Moore got 13 separate swings and misses in the game, all of them purposeful.  Here, we'll list them beyond the 5 we noted above:

  • First pitch 82 slider dropped just below the zone, whuffff
  • First pitch 92 fastball, the Orc was late, because of the willow-switch effect
  • 1-1 fastball, see above
  • 0-1 curve to LH, buried below the zone, whuff
  • 3-1 meatball count to LH, swung thru fastball, again because of the frustration effect*   *this one isn't that impressive; the others are
  • 1-1 to LH, good 91 fastball inside and UP, nice crowdy jam pitch above hands

Stopped charting there

Andrew Moore was nearly Best Bet without striking anybody out.  But that Saturday performance completely turned around my evaluation of this rookie pitcher.

Enjoy,

Dr D

Blog: 

Comments

2

Moore's current FIP is 5.23 or some such.

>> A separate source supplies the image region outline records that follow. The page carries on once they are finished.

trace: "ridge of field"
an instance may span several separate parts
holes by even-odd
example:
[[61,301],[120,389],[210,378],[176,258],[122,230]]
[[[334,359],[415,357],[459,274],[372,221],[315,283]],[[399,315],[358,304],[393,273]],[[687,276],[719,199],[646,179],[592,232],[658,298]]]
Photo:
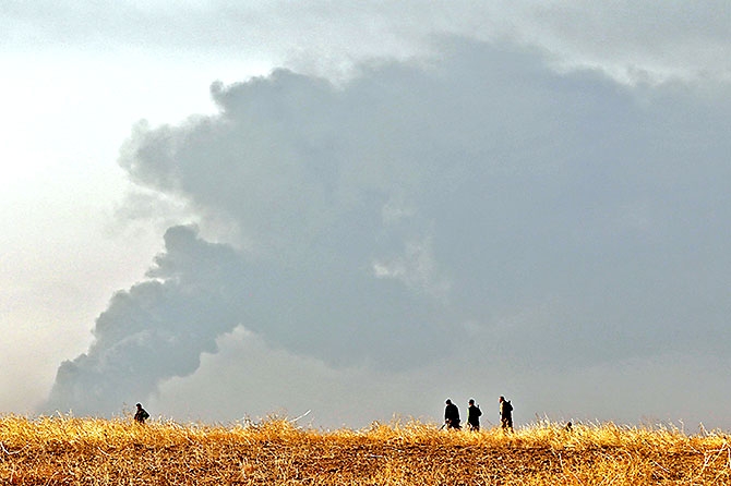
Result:
[[722,432],[537,422],[504,433],[415,420],[317,430],[261,423],[0,417],[10,485],[728,485]]

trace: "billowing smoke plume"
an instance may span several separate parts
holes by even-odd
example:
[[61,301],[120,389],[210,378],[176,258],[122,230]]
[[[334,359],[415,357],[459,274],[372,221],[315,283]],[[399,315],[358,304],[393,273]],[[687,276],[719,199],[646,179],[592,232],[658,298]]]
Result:
[[48,409],[119,410],[239,325],[387,372],[729,343],[728,106],[459,41],[339,87],[280,70],[212,94],[217,114],[139,125],[120,163],[229,240],[169,229]]

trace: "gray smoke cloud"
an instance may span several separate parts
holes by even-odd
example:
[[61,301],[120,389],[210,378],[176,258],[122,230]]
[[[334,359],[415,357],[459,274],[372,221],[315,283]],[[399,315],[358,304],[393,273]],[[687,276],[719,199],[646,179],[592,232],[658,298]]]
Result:
[[217,114],[141,123],[120,165],[228,240],[170,228],[47,409],[113,412],[237,326],[385,373],[465,352],[527,374],[722,355],[731,122],[728,89],[704,89],[458,39],[338,86],[216,83]]

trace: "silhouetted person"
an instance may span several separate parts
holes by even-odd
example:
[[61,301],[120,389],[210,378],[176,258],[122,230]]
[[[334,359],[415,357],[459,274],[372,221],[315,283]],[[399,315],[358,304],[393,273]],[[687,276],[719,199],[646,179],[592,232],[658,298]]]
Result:
[[141,403],[137,403],[137,411],[134,414],[134,421],[137,424],[144,424],[147,418],[149,418],[149,414],[145,409],[142,408]]
[[500,426],[503,430],[513,430],[513,405],[505,397],[500,397]]
[[475,405],[475,400],[471,398],[469,399],[469,406],[467,408],[467,426],[469,427],[470,430],[479,430],[480,429],[480,415],[482,415],[482,411],[480,410],[480,405]]
[[446,408],[444,409],[444,423],[446,428],[462,428],[459,426],[459,409],[452,403],[452,400],[446,399]]

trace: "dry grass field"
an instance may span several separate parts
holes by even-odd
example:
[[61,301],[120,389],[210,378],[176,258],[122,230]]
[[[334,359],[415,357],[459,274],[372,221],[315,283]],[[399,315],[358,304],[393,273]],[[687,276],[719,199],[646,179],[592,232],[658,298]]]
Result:
[[9,485],[729,485],[731,439],[672,427],[537,423],[504,434],[420,422],[362,430],[0,417]]

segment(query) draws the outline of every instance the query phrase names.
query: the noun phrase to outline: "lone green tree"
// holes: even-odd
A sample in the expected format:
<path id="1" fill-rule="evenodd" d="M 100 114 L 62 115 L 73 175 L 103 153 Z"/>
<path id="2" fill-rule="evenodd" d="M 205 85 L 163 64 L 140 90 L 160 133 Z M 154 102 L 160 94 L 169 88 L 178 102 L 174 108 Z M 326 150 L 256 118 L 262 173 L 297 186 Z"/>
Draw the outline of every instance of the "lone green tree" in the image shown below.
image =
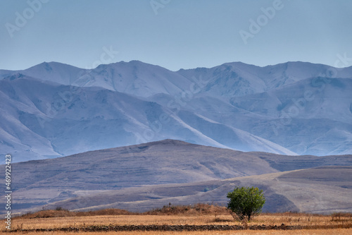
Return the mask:
<path id="1" fill-rule="evenodd" d="M 233 212 L 235 219 L 248 221 L 261 212 L 261 209 L 265 203 L 263 190 L 254 187 L 236 187 L 233 191 L 227 193 L 229 202 L 227 208 Z"/>

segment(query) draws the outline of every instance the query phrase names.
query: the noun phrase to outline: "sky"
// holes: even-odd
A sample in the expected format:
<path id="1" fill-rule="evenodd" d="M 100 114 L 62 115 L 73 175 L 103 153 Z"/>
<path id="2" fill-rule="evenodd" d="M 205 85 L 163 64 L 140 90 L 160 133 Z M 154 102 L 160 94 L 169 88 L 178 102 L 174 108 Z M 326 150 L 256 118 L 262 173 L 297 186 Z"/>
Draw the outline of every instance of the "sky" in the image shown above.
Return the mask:
<path id="1" fill-rule="evenodd" d="M 139 60 L 352 66 L 350 0 L 0 1 L 0 69 Z"/>

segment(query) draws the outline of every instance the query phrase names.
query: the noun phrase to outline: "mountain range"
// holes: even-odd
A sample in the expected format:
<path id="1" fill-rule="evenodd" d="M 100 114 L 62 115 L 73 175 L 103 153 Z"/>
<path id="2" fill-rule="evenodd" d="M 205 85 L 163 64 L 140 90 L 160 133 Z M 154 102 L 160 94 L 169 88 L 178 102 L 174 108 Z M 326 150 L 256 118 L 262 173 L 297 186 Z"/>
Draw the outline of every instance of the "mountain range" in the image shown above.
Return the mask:
<path id="1" fill-rule="evenodd" d="M 304 62 L 0 70 L 0 154 L 22 162 L 164 139 L 287 155 L 352 154 L 351 91 L 352 67 Z"/>

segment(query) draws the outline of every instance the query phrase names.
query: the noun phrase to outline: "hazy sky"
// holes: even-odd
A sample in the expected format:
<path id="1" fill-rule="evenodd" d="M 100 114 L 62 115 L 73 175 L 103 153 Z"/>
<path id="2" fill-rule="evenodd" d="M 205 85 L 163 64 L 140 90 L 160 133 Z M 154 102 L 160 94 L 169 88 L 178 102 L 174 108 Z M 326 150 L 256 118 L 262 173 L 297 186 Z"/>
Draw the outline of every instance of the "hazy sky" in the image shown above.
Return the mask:
<path id="1" fill-rule="evenodd" d="M 1 0 L 0 68 L 334 66 L 339 54 L 351 66 L 351 25 L 350 0 Z"/>

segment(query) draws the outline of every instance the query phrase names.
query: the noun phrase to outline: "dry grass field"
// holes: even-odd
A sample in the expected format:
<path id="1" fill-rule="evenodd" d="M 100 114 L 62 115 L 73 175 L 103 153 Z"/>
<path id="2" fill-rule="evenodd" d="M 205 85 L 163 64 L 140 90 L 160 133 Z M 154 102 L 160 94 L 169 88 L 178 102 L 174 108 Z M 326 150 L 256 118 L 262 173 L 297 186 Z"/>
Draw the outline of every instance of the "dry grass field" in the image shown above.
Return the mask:
<path id="1" fill-rule="evenodd" d="M 13 231 L 11 234 L 68 235 L 77 234 L 78 232 L 87 234 L 131 235 L 352 234 L 351 215 L 337 215 L 332 217 L 332 215 L 292 212 L 262 214 L 254 217 L 252 222 L 244 224 L 234 220 L 225 207 L 203 204 L 164 207 L 160 210 L 140 214 L 116 209 L 89 212 L 49 210 L 13 218 Z M 237 229 L 228 231 L 208 231 L 202 229 L 227 226 L 234 226 Z M 124 229 L 121 229 L 123 227 L 135 231 L 114 231 L 116 228 L 119 228 L 118 230 L 123 230 Z M 144 231 L 146 227 L 149 228 L 149 230 L 158 231 Z M 194 229 L 195 227 L 198 229 Z M 160 228 L 167 229 L 165 231 Z M 172 229 L 178 231 L 168 231 Z M 220 230 L 222 229 L 224 229 Z M 6 232 L 4 226 L 1 232 Z"/>

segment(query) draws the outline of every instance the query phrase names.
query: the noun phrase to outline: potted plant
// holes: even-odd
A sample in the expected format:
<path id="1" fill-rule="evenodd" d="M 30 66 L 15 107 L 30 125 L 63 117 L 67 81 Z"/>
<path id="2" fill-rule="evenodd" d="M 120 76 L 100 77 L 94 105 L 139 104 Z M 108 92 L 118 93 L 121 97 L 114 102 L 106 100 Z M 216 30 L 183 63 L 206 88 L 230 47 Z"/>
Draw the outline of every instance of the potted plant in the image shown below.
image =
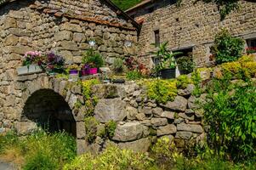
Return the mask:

And the orcs are second worst in the AL in K rate, worst in swinging strike rate.

Some of the appearance in this game may have been caused by orc incompetence

That said, I think Moore will beat FIP for three reasons:

Flyball pitchers with good command usually do

He doesn't give up many baserunners...the homers will be more likely to be solo shots (as we're already seen)

And his pop-out rate will be better than average.

Plus which...I doubt his FIP stays that high.